Nel salone d’onore dell’ambasciata svizzera, il 12 giugno a Roma, un pubblico di politici e rappresentanti di organizzazioni internazionali ascolta da oltre due ore un gruppo di migranti africani e del Medio Oriente. Ad accomunare i loro racconti, oltre alla sofferenza e ai traumi della guerra, c’è anche l’angoscia di aver perso amici e parenti. E’ il ‘Profile of the missing event’, il forum a cui intervengono le famiglie dei dispersi per condividere le loro esperienze. E’ un’occasione anche per aumentare la consapevolezza dei decisori politici sulla centralità della questione per pacificare le regioni colpite dalla guerra, prevenire i conflitti, garantire la giustizia internazionale e il rispetto dei diritti umani.

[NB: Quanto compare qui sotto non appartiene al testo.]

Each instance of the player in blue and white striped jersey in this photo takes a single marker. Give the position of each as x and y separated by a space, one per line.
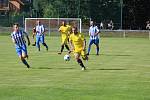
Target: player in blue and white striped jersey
40 36
18 39
94 37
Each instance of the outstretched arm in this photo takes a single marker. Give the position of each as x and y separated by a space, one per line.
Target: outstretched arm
27 37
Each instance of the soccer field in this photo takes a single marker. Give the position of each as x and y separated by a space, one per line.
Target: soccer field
120 72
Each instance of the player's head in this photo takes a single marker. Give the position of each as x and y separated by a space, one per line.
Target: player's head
15 27
38 22
91 23
74 30
64 23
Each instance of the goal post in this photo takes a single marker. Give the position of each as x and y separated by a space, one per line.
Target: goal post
51 24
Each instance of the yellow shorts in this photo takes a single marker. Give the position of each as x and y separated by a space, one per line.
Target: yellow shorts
64 40
80 52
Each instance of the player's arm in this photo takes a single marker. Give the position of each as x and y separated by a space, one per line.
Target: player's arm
71 44
97 31
34 32
59 30
13 40
84 42
84 45
43 29
26 34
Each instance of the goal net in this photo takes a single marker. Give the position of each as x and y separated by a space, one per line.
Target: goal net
51 24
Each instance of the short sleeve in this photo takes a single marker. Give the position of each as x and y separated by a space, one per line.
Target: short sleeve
70 37
82 37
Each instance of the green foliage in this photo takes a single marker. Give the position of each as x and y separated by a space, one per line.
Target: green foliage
50 11
121 72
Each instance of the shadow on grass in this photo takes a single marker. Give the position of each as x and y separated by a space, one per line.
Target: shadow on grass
52 68
115 55
108 69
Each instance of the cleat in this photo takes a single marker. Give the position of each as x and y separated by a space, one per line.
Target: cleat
59 53
33 44
47 49
69 52
28 66
83 68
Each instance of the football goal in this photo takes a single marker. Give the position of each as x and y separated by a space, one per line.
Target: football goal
51 24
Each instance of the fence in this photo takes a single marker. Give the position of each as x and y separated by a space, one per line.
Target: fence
104 33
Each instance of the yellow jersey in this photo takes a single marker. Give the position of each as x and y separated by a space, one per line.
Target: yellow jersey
69 28
64 30
77 40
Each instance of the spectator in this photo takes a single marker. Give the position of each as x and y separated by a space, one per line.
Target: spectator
111 25
148 25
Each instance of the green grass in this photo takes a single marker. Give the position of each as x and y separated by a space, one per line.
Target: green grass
121 72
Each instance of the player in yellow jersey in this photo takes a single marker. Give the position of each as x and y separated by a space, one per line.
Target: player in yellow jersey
78 45
69 30
33 36
64 37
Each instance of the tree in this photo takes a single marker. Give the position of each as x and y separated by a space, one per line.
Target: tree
50 11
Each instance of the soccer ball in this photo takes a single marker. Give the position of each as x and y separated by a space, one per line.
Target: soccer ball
67 57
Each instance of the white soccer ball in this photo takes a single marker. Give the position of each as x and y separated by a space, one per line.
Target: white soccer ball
67 57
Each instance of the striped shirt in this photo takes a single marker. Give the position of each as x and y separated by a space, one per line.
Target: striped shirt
18 37
92 31
39 29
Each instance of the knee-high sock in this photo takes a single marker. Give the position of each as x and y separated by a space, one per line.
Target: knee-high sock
80 63
62 48
97 50
38 46
45 45
25 62
89 48
67 47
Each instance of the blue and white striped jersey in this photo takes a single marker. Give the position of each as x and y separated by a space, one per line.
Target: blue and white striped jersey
40 29
18 37
92 32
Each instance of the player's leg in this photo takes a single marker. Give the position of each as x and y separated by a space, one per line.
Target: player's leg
43 42
77 57
89 47
97 46
66 45
62 45
19 52
38 42
24 52
34 39
84 55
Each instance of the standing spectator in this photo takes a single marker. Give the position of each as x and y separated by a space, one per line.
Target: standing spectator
148 25
111 25
94 37
101 25
18 39
40 36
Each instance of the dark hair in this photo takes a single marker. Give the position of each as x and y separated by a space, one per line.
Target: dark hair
17 24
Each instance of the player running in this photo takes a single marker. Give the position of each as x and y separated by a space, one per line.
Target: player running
94 37
40 36
78 45
64 37
33 36
18 39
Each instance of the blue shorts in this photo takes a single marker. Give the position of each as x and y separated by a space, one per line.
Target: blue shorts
95 41
39 38
21 49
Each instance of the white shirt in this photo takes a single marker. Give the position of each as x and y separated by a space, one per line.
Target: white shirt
39 29
93 30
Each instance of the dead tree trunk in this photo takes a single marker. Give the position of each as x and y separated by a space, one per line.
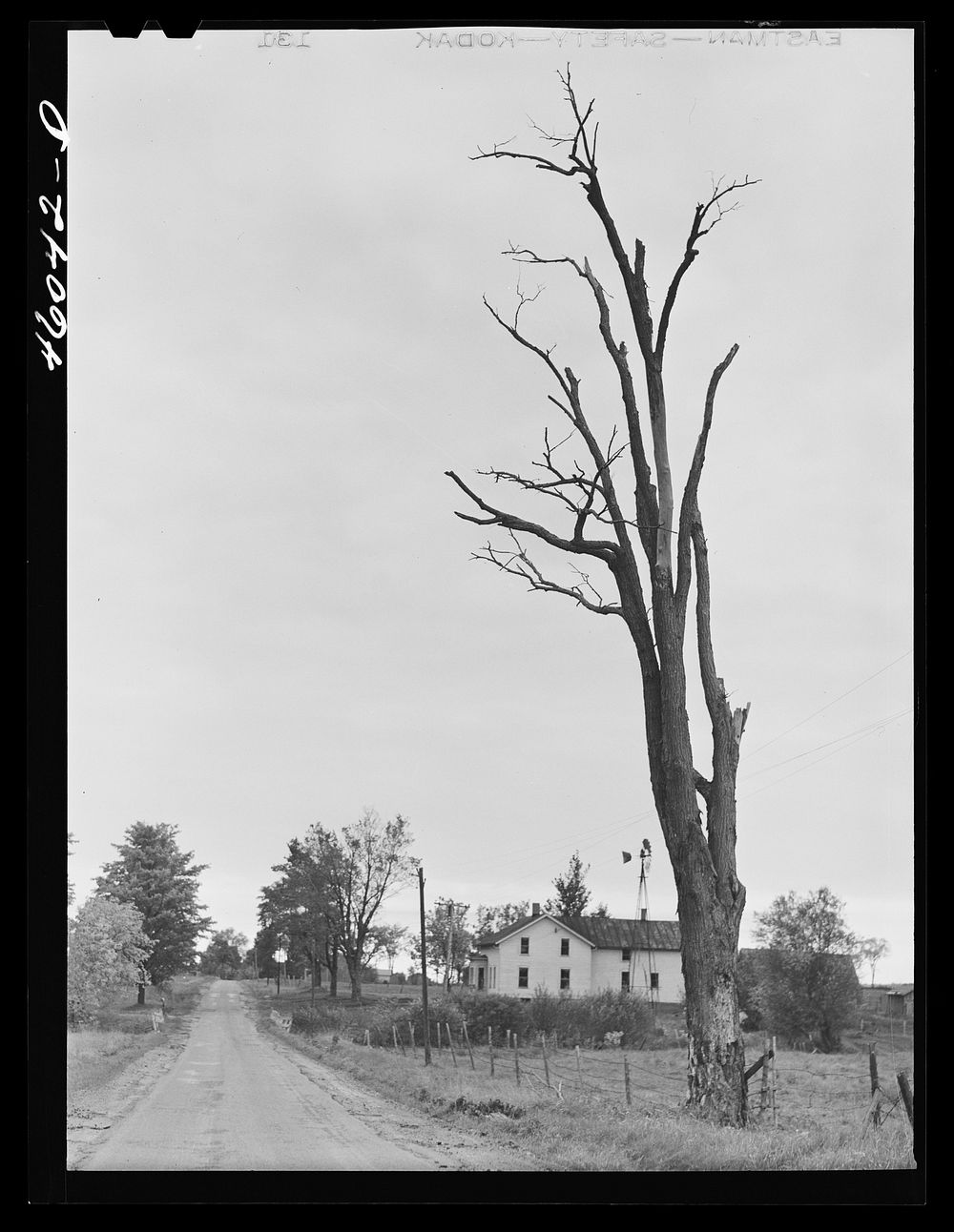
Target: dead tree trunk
710 895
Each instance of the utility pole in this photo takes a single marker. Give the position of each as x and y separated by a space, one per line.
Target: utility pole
450 946
425 969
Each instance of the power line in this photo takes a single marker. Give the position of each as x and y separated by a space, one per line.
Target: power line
827 705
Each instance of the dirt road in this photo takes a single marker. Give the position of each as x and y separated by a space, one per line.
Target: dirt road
237 1099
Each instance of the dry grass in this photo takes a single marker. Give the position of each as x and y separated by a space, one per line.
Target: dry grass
582 1122
123 1033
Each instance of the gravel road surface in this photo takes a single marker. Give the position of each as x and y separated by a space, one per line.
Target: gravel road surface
229 1097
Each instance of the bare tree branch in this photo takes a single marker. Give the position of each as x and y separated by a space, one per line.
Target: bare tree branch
518 564
602 548
695 233
689 510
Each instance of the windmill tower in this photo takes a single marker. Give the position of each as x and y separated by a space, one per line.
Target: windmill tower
642 914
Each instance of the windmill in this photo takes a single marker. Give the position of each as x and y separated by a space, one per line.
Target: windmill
642 911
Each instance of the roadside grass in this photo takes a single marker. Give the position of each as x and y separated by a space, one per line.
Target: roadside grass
122 1033
582 1122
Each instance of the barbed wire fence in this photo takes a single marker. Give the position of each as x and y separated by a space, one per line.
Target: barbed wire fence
781 1096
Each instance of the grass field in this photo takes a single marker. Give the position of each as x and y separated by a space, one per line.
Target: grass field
570 1108
123 1032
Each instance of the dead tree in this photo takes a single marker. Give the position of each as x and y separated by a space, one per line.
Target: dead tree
602 527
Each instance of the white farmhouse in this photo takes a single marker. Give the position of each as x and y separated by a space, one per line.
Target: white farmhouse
579 955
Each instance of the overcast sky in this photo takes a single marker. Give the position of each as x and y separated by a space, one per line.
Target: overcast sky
278 346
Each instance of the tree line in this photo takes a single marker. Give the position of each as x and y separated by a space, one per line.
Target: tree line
143 922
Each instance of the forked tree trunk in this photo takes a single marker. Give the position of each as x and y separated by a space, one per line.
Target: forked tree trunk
703 855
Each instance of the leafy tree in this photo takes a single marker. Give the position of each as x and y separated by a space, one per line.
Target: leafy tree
301 907
333 887
870 952
163 885
108 953
492 919
366 864
570 893
450 940
224 956
802 984
649 548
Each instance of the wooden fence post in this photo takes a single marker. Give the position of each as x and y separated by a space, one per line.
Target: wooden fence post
763 1093
875 1088
903 1085
775 1109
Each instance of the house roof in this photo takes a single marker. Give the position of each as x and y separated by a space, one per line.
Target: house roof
604 934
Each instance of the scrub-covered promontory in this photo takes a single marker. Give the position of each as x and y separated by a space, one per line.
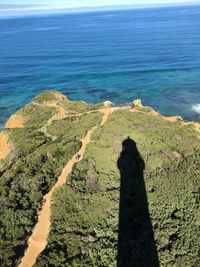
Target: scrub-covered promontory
132 196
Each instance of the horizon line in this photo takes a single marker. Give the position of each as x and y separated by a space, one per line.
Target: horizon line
86 9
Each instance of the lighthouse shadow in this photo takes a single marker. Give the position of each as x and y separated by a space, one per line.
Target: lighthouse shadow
136 246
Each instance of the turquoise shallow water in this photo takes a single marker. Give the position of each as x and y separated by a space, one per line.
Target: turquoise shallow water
152 54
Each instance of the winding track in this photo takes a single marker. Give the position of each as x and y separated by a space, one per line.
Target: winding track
38 239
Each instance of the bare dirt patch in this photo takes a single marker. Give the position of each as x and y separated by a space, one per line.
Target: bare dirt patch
15 121
38 240
5 147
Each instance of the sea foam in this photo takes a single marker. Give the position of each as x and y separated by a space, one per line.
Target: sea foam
196 108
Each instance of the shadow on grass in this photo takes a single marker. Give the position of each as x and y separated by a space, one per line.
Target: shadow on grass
136 245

Kazem Othman, un elettricista siriano di quarantacinque anni, agita una fotografia trovata su internet. Lo scatto mostra un gruppo di bambini a scuola, che ascoltano l’insegnante disposti a semicerchio. “Sono sicuro al 99%, questo è mio figlio”, dice indicando un bambino in primo piano, di spalle. Di lui, e del cuginetto che ha la stessa età, si sono perse le tracce nel 2015: cercava di raggiungere la Grecia insieme alla sua famiglia, quando la barca è affondata. La disperazione dei superstiti può condurre nelle mani di persone senza scrupoli. Kazem si è fidato di un avvocato conosciuto in Grecia, che dopo alcune ricerche ha raccontato di aver individuato il figlio dell’uomo sull’isola di Lesbo. Salvo poi dileguarsi con il denaro ricevuto per rimettersi in contatto con il piccolo. 17 mila i minori non accompagnati raggiungono ogni anno il territorio europeo. Il 13% degli arrivi via mare in Italia è costituito da bambini che viaggiano da soli. Sono loro le prime potenziali vittime del racket di esseri umani.

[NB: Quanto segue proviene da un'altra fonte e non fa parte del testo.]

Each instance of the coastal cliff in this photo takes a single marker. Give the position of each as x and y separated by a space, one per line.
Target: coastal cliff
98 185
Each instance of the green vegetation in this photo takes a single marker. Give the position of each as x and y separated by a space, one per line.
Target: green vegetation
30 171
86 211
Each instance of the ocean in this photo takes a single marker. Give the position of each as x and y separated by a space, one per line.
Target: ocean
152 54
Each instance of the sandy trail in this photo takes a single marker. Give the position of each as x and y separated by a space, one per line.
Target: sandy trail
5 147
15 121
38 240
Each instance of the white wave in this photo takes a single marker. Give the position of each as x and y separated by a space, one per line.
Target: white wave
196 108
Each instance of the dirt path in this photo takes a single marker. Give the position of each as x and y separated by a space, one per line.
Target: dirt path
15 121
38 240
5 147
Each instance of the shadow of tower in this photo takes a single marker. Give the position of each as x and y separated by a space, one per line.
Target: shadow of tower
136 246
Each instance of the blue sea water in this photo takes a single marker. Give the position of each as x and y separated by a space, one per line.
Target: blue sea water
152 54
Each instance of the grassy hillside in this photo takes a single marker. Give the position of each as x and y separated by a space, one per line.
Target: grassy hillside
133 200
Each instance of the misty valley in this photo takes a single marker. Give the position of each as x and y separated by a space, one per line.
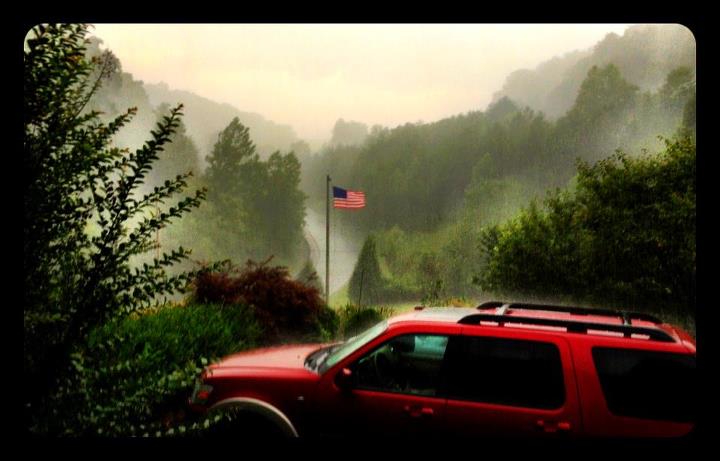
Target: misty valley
165 229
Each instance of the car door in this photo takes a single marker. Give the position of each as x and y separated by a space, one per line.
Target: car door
510 383
394 390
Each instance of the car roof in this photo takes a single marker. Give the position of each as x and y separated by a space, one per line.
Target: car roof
559 319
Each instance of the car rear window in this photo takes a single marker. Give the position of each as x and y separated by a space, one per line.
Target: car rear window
647 384
506 372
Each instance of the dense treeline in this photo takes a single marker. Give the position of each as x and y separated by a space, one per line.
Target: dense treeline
84 219
416 175
645 54
255 208
104 352
625 236
432 189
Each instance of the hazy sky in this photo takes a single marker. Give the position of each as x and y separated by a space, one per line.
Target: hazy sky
309 75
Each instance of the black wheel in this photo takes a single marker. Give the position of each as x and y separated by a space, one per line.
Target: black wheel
245 425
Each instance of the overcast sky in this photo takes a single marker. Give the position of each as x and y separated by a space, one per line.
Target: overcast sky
310 75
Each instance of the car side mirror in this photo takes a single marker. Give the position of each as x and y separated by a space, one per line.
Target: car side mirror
345 379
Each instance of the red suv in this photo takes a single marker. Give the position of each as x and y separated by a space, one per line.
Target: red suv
505 369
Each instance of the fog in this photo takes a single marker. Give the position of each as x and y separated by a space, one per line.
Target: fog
310 75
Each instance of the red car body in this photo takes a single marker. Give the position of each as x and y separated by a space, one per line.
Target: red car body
513 370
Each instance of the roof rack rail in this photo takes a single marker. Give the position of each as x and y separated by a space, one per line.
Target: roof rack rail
571 325
575 310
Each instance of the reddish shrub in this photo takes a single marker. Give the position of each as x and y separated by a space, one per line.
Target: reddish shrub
287 308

“Finché vivrò, continuerò a cercare mio figlio. Voglio essere sicuro di aver fatto tutto il possibile”, dice Kazem asciugandosi gli occhi. “In Turchia c’è un cimitero che chiamano ‘la tomba dei numeri’, dove sono seppellite 140 persone. La polizia ha raccolto campioni di DNA. Ho provato a raggiungerlo per cercare anche lì, ma mi è stato negato il visto”. La prima sfida per il Programma Migranti dell’ICMP sarà proprio di facilitare lo scambio di dati raccolti nei vari Stati e mettere a punto un sistema unitario per l’analisi e il trattamento di queste informazioni. Dove non ci sono tecnologie sufficienti per l’analisi del DNA, in una seconda fase del programma potrà intervenire il laboratorio della Commissione all’Aia. Nel frattempo si incroceranno i profili delle vittime con quelli dei parenti, nei Paesi europei di destinazione come nei vasti campi profughi del Libano, Giordania, Turchia e Iraq. Qui l’ICMP sta implementando un programma per la raccolta dati sostenuto dall’Unione europea.

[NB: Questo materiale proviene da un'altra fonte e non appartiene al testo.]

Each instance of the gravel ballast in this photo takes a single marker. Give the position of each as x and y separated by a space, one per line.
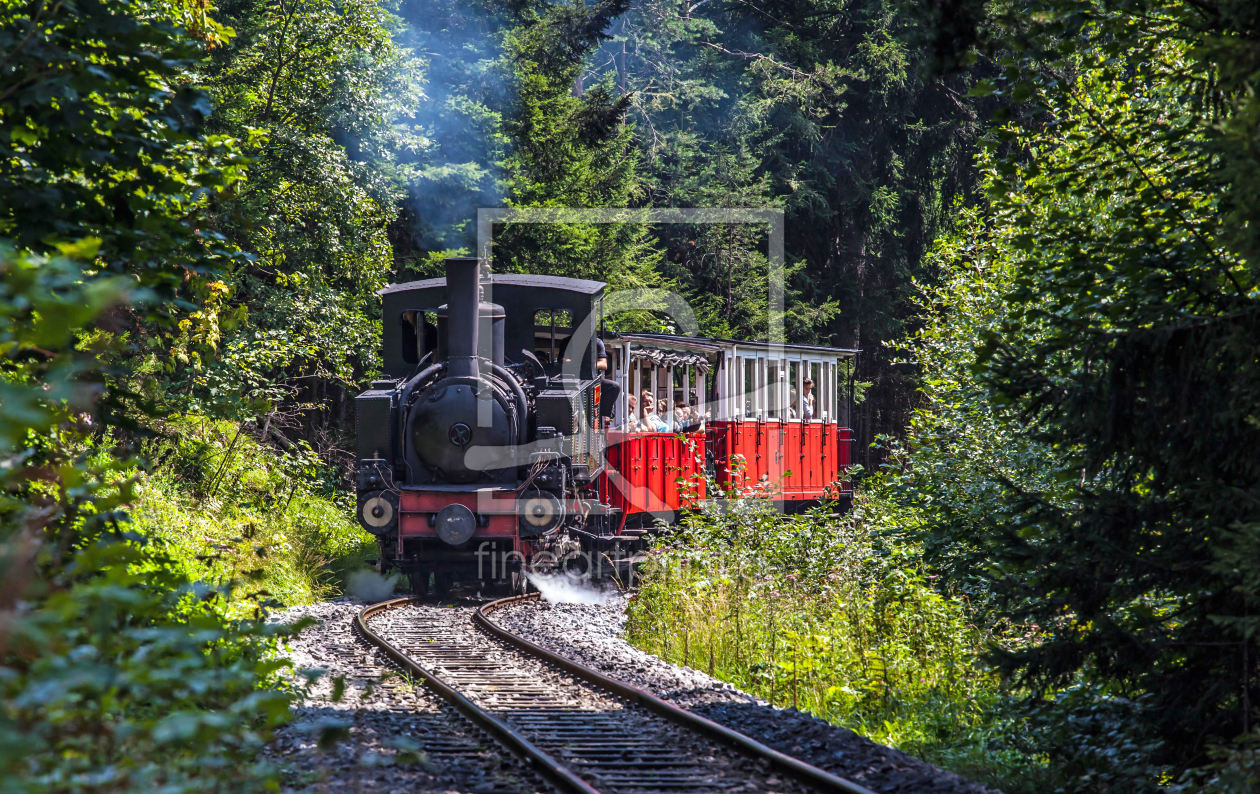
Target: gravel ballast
592 635
398 739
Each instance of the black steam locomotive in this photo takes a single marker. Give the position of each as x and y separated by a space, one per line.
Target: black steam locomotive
476 451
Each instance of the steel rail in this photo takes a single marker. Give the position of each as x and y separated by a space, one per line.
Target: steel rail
556 773
803 771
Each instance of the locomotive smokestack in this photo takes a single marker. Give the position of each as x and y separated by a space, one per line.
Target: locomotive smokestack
463 300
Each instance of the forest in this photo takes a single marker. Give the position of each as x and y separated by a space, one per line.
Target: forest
1035 218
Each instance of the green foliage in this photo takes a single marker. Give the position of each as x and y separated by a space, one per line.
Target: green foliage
1127 347
119 673
102 138
228 508
964 451
823 614
311 92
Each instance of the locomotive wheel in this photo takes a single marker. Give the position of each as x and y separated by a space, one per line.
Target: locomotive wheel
378 511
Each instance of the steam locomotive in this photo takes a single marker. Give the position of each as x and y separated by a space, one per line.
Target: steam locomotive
489 444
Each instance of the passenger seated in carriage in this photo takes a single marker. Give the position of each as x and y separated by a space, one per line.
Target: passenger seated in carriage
652 422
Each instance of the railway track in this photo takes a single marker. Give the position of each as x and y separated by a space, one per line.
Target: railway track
582 731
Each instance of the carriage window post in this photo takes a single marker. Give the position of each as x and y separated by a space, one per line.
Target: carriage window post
699 393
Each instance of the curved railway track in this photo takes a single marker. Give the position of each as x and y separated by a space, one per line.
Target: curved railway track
582 731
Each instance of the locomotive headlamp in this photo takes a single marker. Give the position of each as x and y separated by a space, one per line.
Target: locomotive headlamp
539 512
455 524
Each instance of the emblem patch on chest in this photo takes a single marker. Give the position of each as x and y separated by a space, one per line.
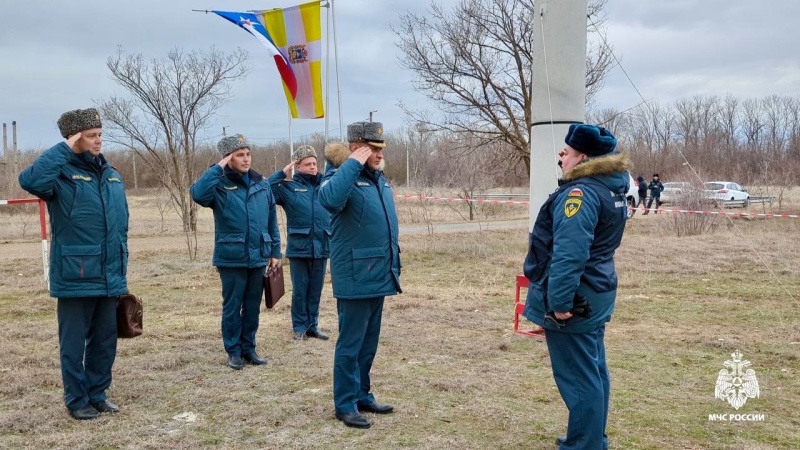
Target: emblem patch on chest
572 206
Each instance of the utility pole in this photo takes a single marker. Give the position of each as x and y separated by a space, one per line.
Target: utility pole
135 180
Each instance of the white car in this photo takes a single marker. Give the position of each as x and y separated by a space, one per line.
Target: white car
674 191
726 191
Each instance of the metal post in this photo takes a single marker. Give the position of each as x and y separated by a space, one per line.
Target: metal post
559 85
14 145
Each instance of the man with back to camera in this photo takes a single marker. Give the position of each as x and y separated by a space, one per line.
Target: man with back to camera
246 239
308 231
88 213
365 263
573 281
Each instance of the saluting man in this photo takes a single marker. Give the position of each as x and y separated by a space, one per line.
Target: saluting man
246 239
308 231
365 263
88 256
573 281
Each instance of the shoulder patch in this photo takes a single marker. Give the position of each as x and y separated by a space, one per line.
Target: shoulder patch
572 206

“Fornire un’identificazione può alleviare il fardello di una famiglia - dice Kathryne Bomberger - ma alle persone serve di più di questo: serve giustizia, servono risarcimenti. Serve per aiutare le agenzie internazionali come l’Europol o l’Interpol ad assicurare alla legge coloro che si sono resi responsabili di queste sparizioni, fornendo i barconi o trafficando in minori”. Può darsi che il numero delle vittime del Mediterraneo continui a crescere, ma almeno su quei ‘cimiteri dei numeri’ inizierà a comparire qualche nome.